Five Campaigns We Liked in May: vote for your favourite

From Jubilee street parties to an unburnable book, PRWeek rounds up its five favourite campaigns from May 2022. Vote below for your favourite – the poll closes at 9am on 13 June.

1. Justice 4 Grenfell, Jubilee street party

Alongside the plethora of brand campaigns marking the Queen’s Platinum Jubilee, this work from the group seeking justice for victims of the Grenfell Tower tragedy really cut through. The simple image of a table at a Jubilee street party, with the 72 place settings and empty seats representing the people who died in the fire five years ago, is thought-provoking and powerful. PR agency Here Be Dragons is behind the campaign.

2. Margaret Atwood’s unburnable book

How’s this for an effective metaphor? In a stunt to protest the rise in book-banning in North American schools, publisher Penguin Random House and Canada-based agency Rethink worked with Margaret Atwood, author of the dystopian novel The Handmaid’s Tale, to create a copy of her book that it is impossible to burn – complete with a black Cinefoil dust jacket, a phenolic hardcover and pages with white heat shield foil. The “unburnable book” debuted at the PEN America Literary Gala and is up for auction at Sotheby's (the auction ends tomorrow, 7 June). Proceeds from the sale will go to PEN America, a national nonprofit organisation dedicated to literary culture and defending free written expression.

3. The Icelandic Tourist board, ‘OutHorse Your Email’

Iceland (the country, not the supermarket) has been knocking it out of the park with its recent tourism campaigns, and this hilarious effort is another corker. People are given the chance to have their usual out-of-office emails written by an Icelandic horse on a giant keyboard. The message is to urge holidaymakers to disconnect from work while away. Research for the campaign found at least 55 per cent of workers check their business emails while on holiday.

4. Love Island and eBay 

We doff our (pre-worn) hats to this tie-in. In Love Island’s drive to become a “more eco-friendly production” its contestants were dressed up in secondhand clothing in a partnership with eBay. The move won plaudits from some environmental campaigners, especially given the ITV show’s previous association with fast fashion. It also seems to chime with changing audience tastes.

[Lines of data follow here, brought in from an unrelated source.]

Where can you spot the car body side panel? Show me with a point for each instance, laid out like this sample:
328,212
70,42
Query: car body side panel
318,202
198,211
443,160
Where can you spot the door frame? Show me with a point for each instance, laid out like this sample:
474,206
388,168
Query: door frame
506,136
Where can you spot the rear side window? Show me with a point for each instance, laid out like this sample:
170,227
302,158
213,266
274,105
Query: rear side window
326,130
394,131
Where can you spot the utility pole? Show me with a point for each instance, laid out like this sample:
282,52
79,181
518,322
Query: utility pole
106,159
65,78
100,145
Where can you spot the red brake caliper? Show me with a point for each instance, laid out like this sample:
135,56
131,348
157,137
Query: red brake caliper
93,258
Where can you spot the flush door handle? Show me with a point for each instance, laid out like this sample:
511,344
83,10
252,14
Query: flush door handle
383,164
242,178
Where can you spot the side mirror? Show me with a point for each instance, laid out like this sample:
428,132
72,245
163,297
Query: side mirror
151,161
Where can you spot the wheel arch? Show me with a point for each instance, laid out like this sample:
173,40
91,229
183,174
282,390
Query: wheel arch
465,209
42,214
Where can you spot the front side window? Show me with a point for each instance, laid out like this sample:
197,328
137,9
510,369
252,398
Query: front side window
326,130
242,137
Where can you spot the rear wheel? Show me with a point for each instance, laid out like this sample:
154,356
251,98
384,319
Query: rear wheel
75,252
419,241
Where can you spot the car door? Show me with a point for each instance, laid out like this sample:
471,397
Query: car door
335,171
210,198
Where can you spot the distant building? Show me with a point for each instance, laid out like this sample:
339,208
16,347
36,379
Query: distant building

According to eBay, searches on the platform for ‘preloved clothes’ increased eightfold in 2021, while 80 per cent of Gen Z consumers surveyed said they had recently bought second-hand items.

5. One's lovin it

McDonald's does not have a reputation for being posh, but this new campaign to celebrate the Jubilee (led by Ready10 in partnership with Leo Burnett) cast a refined spell over its image. Anyone wishing to smarten up their Big Mac meal could enter a competition to win a set of bone china 'fast food' packaging, but perhaps the pièce de résistance was arranging for the Royal Philharmonic Orchestra to deliver the burger chain's brisk 'I'm lovin' it' jingle, lending a touch of class to anyone eating a 20-piece sharebox at the bus stop.